Very easy to read (I blew through it in a day), Dixon gives backstory on all the players and happenings leading up to the major events. The detail on the Shawn [Michaels marine attack in Syracuse] was crazy good. Highly recommended!
Brandon Sears - Every Read Thing
You know that old saying, “the night is always darkest just before the dawn”? Nothing could be closer to the truth when analyzing the year that was 1995 within the World Wrestling Federation. Prior to their massive spike in popularity that would arrive in 1998, Vince McMahon’s wrestling empire was crumbling in the face of a determined young upstart by the name of Eric Bischoff with his Ted Turner financed wrasslin’ company, WCW. Author James Dixon looks at the budget cutbacks, decreased wages and stagnant programming that plagued the global entertainment juggernaut as its promoter Vince McMahon struggled to find a way to compete as well as increase the company’s fledgling audience.
While mainly concentrating on 1995, the book also delves into the WWF’s various lawsuits of the early 1990s, the steroid trial initiated by the United States government and McMahon’s struggle to compete with WCW signing away his brightest stars. There’s even a portion dedicated to the long rumored Randy Savage/Stephanie McMahon scandal, calling attention to whether or not anything actually transpired between the two. Hard evidence is given through quotes from those who were backstage during the time and an eerily specific rant given from Savage himself seemed to give it credence.

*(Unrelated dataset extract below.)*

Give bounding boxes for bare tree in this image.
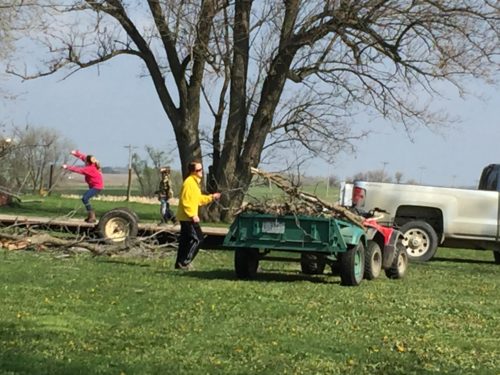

For hardcore fans like myself, there may not be much in here you don’t already know. However, it does reinforce how horrific the morale was among the workers backstage. A group known as “The Kliq” comprised of top stars Shawn Michaels, Kevin “Diesel” Nash, Scott “Razor Ramon” Hall, Sean “1,2,3 Kid” Waltman and Paul “Triple H” Levesque continually occupied the top of the card, thus receiving large payouts and creating a glass ceiling of sorts for those hoping to ascend to main event status.
Of those comprising The Kliq, Shawn Michaels was without a doubt the worst of the bunch. If the man hadn’t been so undeniably talented, there’s no way he could have gotten away with half of what he did. Seemingly all of the events that occurred within the company during that period either ended or started with Michaels “losing his temper”. The gang would terrorize others backstage, sabotage matches if they happened to be working with a performer they didn’t like as well as constantly having the ear of McMahon lobbying to remain on top. The atmosphere became so bad that a rival group was formed under the guidance of locker room veteran Mark “The Undertaker” Calaway, whose chief job would be to police the Kliq making sure things never came to the point of violence.
Dixon’s book is tightly researched taking content from shoots (interviews with a performer out of character), podcasts, memoirs and documentaries (all of which are cited in the rear of the book). Dixon even had Jim Cornette, a man at the forefront of the madness in 1995, write the foreword. Recommended to me through what could be considered an excellent companion podcast, The New Generation Project Podcast, “Titan Sinking” is a great look at a difficult time for what is now the gold standard of wrestling.